The so-called "Burmese crocodile incident" was a small episode that took place during the landing battle on Langley Island. A British soldier named Bruce Stanley Wright, who later became a naturalist and wrote a book called Wildlife Sketches Nearand Farr, which mentions an attack on retreating Japanese troops by a swarm of crocodiles perched in mangrove swamps on the night of February 19, 1945.

The Battle of Langley Island in World War II, a thousand Japanese troops were eaten by crocodiles, is it a rumor, or it is true

British Army

The story was constantly hyped and spread, eventually becoming the so-called "japanese troops of nearly a thousand people were wiped out by crocodiles", and was named "the largest casualty caused by crocodiles" and recorded in the Guinness Book of World Records. In fact, although there are many crocodiles in the mangrove swamps of Langley Island, there will not be as many as 10,000 or tens of thousands of them as rumored, and the number of organisms will not exceed the carrying capacity of the local environment.

Moreover, the total number of Japanese troops on the island was only 1,000, and the Allies killed 500 and took 20 prisoners, and the remaining Japanese troops fled to the inland areas, so how could the crocodiles eat more than a thousand devils?

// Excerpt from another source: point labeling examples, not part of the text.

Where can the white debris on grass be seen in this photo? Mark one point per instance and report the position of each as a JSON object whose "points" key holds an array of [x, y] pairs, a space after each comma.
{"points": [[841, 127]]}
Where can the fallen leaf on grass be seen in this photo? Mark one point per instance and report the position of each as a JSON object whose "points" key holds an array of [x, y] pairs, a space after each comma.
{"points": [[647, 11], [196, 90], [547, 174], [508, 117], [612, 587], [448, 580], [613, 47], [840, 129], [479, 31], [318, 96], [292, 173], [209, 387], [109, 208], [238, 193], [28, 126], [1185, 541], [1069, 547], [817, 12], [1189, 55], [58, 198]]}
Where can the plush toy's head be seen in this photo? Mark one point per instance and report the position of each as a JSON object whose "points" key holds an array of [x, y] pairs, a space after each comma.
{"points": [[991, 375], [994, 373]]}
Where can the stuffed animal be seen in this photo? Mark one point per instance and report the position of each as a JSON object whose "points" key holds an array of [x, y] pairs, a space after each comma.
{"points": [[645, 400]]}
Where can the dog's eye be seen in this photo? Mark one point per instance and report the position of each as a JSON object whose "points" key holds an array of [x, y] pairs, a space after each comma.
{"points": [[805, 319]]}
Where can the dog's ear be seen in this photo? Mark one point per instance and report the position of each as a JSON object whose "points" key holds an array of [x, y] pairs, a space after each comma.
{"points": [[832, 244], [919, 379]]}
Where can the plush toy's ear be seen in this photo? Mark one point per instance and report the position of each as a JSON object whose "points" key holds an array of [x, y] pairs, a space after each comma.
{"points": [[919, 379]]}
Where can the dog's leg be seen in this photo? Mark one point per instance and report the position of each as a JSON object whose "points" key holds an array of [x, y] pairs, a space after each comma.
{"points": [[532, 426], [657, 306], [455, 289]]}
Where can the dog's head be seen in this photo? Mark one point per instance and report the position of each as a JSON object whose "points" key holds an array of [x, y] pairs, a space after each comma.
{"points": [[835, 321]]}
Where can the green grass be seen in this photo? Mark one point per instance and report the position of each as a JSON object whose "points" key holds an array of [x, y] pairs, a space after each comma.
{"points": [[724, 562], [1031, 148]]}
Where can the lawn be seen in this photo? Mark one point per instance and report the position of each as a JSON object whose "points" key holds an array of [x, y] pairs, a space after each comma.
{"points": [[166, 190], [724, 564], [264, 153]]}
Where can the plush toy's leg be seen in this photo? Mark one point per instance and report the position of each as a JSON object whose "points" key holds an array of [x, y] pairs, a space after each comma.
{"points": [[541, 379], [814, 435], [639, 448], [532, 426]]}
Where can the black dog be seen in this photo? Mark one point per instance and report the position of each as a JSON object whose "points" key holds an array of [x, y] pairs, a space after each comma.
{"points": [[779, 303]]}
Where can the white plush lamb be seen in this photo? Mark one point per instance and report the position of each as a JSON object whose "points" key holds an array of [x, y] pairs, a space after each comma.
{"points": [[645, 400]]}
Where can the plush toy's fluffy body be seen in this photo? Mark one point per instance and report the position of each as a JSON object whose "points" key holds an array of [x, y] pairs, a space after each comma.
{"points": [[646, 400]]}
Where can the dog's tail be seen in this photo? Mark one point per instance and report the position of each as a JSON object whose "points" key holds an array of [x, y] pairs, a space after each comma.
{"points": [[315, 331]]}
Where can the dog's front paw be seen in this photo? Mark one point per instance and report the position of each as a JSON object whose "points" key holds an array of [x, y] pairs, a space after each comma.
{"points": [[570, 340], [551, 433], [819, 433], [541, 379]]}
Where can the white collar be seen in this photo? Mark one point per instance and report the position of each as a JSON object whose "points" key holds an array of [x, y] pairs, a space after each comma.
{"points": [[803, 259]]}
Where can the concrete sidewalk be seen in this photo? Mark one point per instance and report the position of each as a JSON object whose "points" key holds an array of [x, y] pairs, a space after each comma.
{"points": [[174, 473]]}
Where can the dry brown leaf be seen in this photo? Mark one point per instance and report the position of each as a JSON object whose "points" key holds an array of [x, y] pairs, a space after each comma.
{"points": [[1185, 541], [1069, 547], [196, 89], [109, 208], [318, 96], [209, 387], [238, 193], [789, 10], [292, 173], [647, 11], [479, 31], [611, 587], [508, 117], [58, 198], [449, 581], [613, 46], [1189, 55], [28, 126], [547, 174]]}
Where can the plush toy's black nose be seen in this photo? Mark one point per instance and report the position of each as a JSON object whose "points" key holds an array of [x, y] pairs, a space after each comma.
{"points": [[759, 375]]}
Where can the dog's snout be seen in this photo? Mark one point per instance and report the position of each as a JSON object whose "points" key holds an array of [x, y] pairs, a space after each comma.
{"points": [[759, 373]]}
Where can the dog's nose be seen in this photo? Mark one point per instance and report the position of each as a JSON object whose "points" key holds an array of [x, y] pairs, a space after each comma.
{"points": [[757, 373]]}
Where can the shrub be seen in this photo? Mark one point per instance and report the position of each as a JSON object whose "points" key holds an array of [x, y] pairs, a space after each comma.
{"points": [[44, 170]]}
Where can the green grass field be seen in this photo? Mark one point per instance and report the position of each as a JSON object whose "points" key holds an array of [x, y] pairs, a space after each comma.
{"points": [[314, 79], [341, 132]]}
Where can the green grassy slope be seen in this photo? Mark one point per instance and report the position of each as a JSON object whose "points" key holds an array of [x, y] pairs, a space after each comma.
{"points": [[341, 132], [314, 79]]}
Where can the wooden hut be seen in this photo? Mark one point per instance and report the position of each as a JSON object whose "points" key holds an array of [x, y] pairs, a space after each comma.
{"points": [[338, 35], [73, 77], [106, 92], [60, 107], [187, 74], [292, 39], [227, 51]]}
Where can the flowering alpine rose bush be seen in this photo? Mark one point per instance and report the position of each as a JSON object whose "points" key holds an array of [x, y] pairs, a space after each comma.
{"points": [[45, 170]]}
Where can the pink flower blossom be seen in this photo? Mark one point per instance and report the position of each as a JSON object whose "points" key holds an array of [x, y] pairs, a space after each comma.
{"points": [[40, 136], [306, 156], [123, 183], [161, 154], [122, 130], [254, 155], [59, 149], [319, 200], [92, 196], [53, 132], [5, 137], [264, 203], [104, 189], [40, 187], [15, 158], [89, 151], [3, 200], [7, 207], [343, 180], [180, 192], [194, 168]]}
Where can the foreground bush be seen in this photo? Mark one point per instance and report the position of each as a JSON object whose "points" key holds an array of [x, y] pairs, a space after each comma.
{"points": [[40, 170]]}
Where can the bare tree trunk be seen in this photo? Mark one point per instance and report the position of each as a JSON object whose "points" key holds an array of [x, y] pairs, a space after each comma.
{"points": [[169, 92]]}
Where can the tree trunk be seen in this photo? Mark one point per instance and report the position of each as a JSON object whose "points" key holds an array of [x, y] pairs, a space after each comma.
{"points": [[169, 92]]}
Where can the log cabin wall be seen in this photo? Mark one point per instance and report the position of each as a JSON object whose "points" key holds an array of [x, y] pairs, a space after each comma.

The Battle of Langley Island in World War II, a thousand Japanese troops were eaten by crocodiles, is it a rumor, or it is true

alligator

Moreover, the Japanese army occupied Langley Island in 1942, and it was impossible to accidentally hit and break into the crocodile's nest. Moreover, this ghost was not a scattered army, but a retreat into an organization, and from time to time resisted the pursuit of the British army. Even if the retreating Japanese army encountered a crocodile ambush on the way, there were small casualties, and the modern army equipped with guns could still repel the crocodile siege. Although the crocodile's skin texture is hard, it cannot withstand the attacks of modern firearms.

The Battle of Langley Island in World War II, a thousand Japanese troops were eaten by crocodiles, is it a rumor, or it is true

Japanese machine gun positions

Neither the local people, nor the Japanese prisoners of war, nor the Allied officers and men who participated in the war, including the British war reports, did not mention the siege of the crocodile swarms when the Japanese army retreated. Moreover, the battle of Langley Island was not large, and the Japanese army did not put ships into the battle in this battle, so this Japanese army did not come from the sunk Japanese ships, but the island guard troops who were familiar with the local environment.

The truth of "crocodiles eating thousands of Japanese troops" should be that crocodiles smelled the blood on the battlefield, attacked and devoured the corpses of Japanese troops left on the battlefield and the Japanese soldiers and wounded who were left alone, not the eye-catching anecdotes that "it is said that at the end of World War II, a group of nearly a thousand Japanese troops was wiped out by crocodiles" and so on the Internet.